Back to school soon...

iVillage Member
Registered: 04-07-2003
Back to school soon...
4
Sat, 08-04-2007 - 8:16am
Hi guys. I have already been to my classroom a couple of times to start setting up and hoping to get more enthusiastic about going back to school.
I am hoping that if I bring my body to school, the mind will follow...
I have had such a wonderful summer that I don't want to go back to work! I had the joy and privilege of going to Hawaii for 2 weeks. I have been raising my puppy Jack, working in the garden, going to the beach, and puttering around the house. I have loved being a suburban housewife!
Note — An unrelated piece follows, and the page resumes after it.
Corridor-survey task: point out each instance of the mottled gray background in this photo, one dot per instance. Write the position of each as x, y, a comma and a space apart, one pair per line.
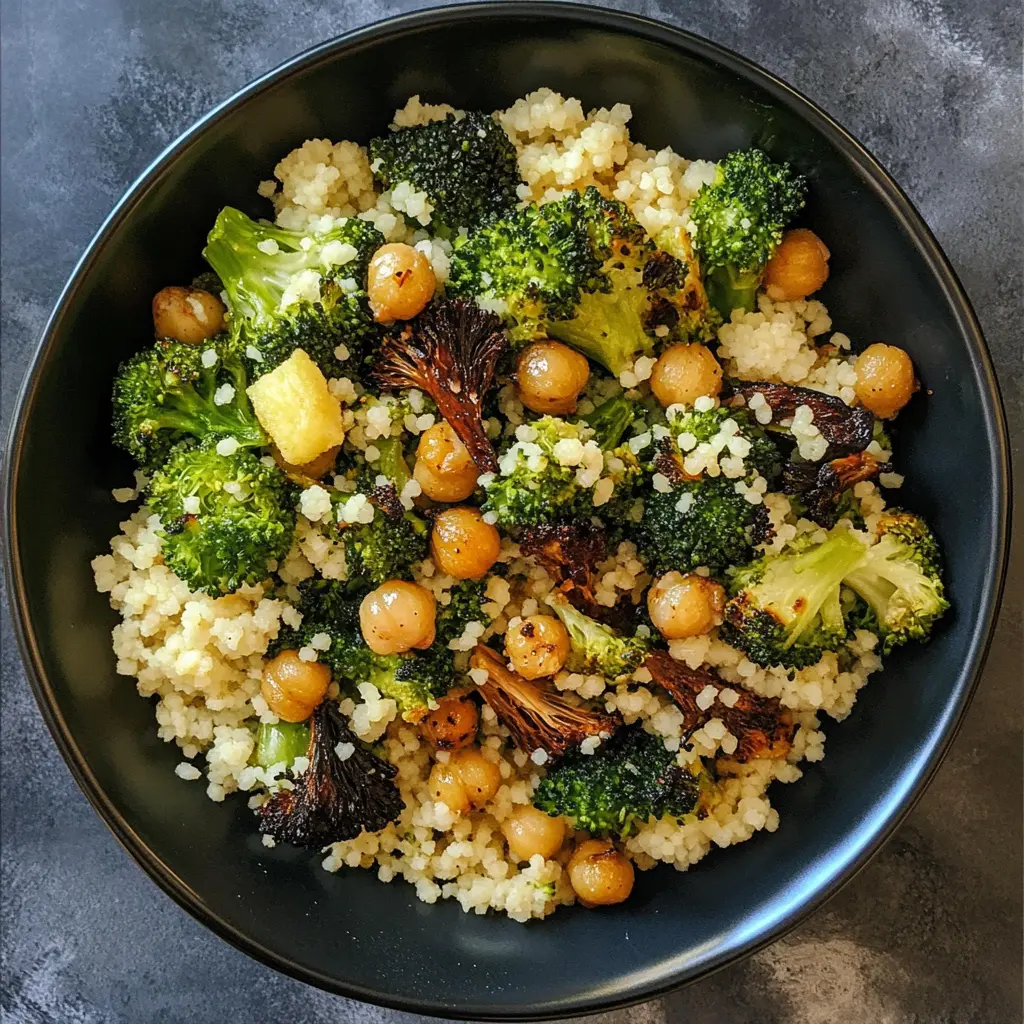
931, 931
I need some help, maybe a kick in the butt, to get motivated again. Teaching (whine, whine) is such a demanding profession and after 18 years I wonder where the energy will come. To be honest, I am not sure I want to do this forever...
Pretty wierd for someone who just got her masters in education this summer, isn't it?
Help!
Leslie
iVillage Member
Registered: 04-07-2003
Sun, 08-12-2007 - 9:44pm
Well, school (for teachers) starts tomorrow morning... the kids start on the 20th. I have been praying for some inspiration and guidance to change my attitude!
I remembered something I heard early on in an AA meeting: "Bring the body and the mind will follow."
Wish me luck folks. I am really trying. With less classroom money than I had 10 years ago, more students in each class, and the emphasis on "raising test scores", I have to look at the positives, and remember to be grateful for my sober life today! And I am - grateful!
God bless,
Leslie
iVillage Member
Registered: 10-01-2003
Sun, 08-12-2007 - 10:44pm
I am grateful to know there are still teachers like you and Beth....who truly care about the leaders of our future.
iVillage Member
Registered: 04-07-2003
Mon, 08-13-2007 - 6:29am
Thank you, Brenda, thank you...
If I let that stinkin' thinkin' creep in, I can totally forget why I went into the teaching profession in the first place. It isn't about test scores, not enough $, or large numbers in my classes - it is about the children.
I have a little daily calendar and today's thought was "It's not your position, but your disposition that makes you happy."
God was giving me a nudge this morning!
Thank you too.
Off to work now!
Leslie
iVillage Member
Registered: 04-07-2003
Mon, 08-20-2007 - 8:47pm
Well, I made it through the first day back with the kids... this summer some teachers were cut and my classes sizes are substantially bigger. I was in tears when I came home after work, wondering how on earth I was going to teach language arts to 120 kids - some who barely read and write English. I finally asked God to help me, remembered my mantra "one day at a time", and called a colleague, just to talk and vent. I feel better now. Sometimes I forget that I can only do the best I can and that I don't have to do everything at once.
There was a lot of fear going on within me today... thanks for listening.